A 20% reduction in CO2 emissions from mobile air conditioning by 2050 is possible

A recent report from the International Energy Agency “Cooling on the Move - The future of air conditioning in vehicles” explores the current and future global energy consumption from mobile air conditioning systems, along with the resulting greenhouse gas emissions.
According to a IEA report issued in September 2019 (1), mobile air conditioning (MAC) – i.e. air conditioners in passenger cars, vans, buses and freight trucks – currently consumes over 1.8 million barrels of oil equivalent per day (Mboe/d), which represents more than 1.5% of current global oil consumption.

Around 6% of the annual global energy consumed by cars is used for MAC, varying by country between about 3% and 20% depending on climate, driving patterns and traffic congestion. It can peak at over 40% in warm climates and congested traffic.

In 2015, total carbon emissions from MAC amounted to approximately 420 million tonnes of carbon dioxide equivalent (MtCO2-eq), equivalent to more than 1% of global energy-related CO2 emissions. Of this, around 70% was due to fuel use, whilst greenhouse gas (GHG) emissions from refrigerant leakage were responsible for the other 30%.

In its Baseline scenario, the IEA foresees energy consumption almost tripling to 5.7 Mboe/d by 2050. In this scenario, there are no further improvements to MAC efficiency or changes in refrigerant use. At the same time, annual combined emissions from energy consumption and refrigerant leakage could more than triple to 1 300 million tonnes of CO2 equivalent.

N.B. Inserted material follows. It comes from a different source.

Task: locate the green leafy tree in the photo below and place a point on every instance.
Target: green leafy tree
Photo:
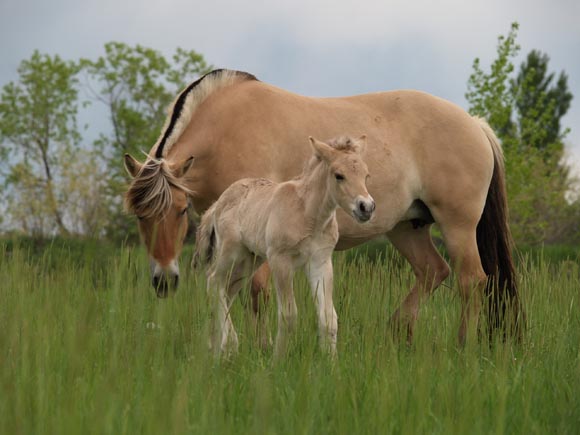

This sharp rise in consumption and emissions is driven by the large increase in activity: there will be more than 2 billion cars and another 450 million other road vehicles globally – more than twice as much as currently – nearly all of which will have MAC installed. The uptake of vehicles with MAC will be greater in countries with warmer climates such as Indonesia and India, while at the same time the expected increase in global ambient temperatures will drive further MAC demand in more moderate climates.

However, the IEA identifies important potential efficiency gains for cooling in vehicles through better MAC technology, improving other components of the vehicle, such as thermal insulation, reflective windows and body paint that reduce heat load, and optimising power trains. If applied in combination, best-in-class technologies could reduce MAC energy demand by up to 67%, halving energy-related MAC emissions.

In the Efficient Cooling Scenario, where the energy efficiency of MAC systems is maximized, the energy consumption would be limited to 2.8 Mboe/d by 2050 – less than half of the Baseline Scenario. With almost universal use of refrigerants – such as HFO1234yf or CO2 – with a GWP of 1 and partial electrification of the vehicle fleet, GHG emissions by 2050 would be 20% lower than today at 320 MtCO2-eq.

The IEA concludes that governments have an essential role to play in ensuring refrigerant and energy-related GHG emissions from MAC are minimised. MAC energy consumption could be included in existing fuel economy standards, expanded vehicle testing methods and/or minimum performance standards for specific air-conditioning components.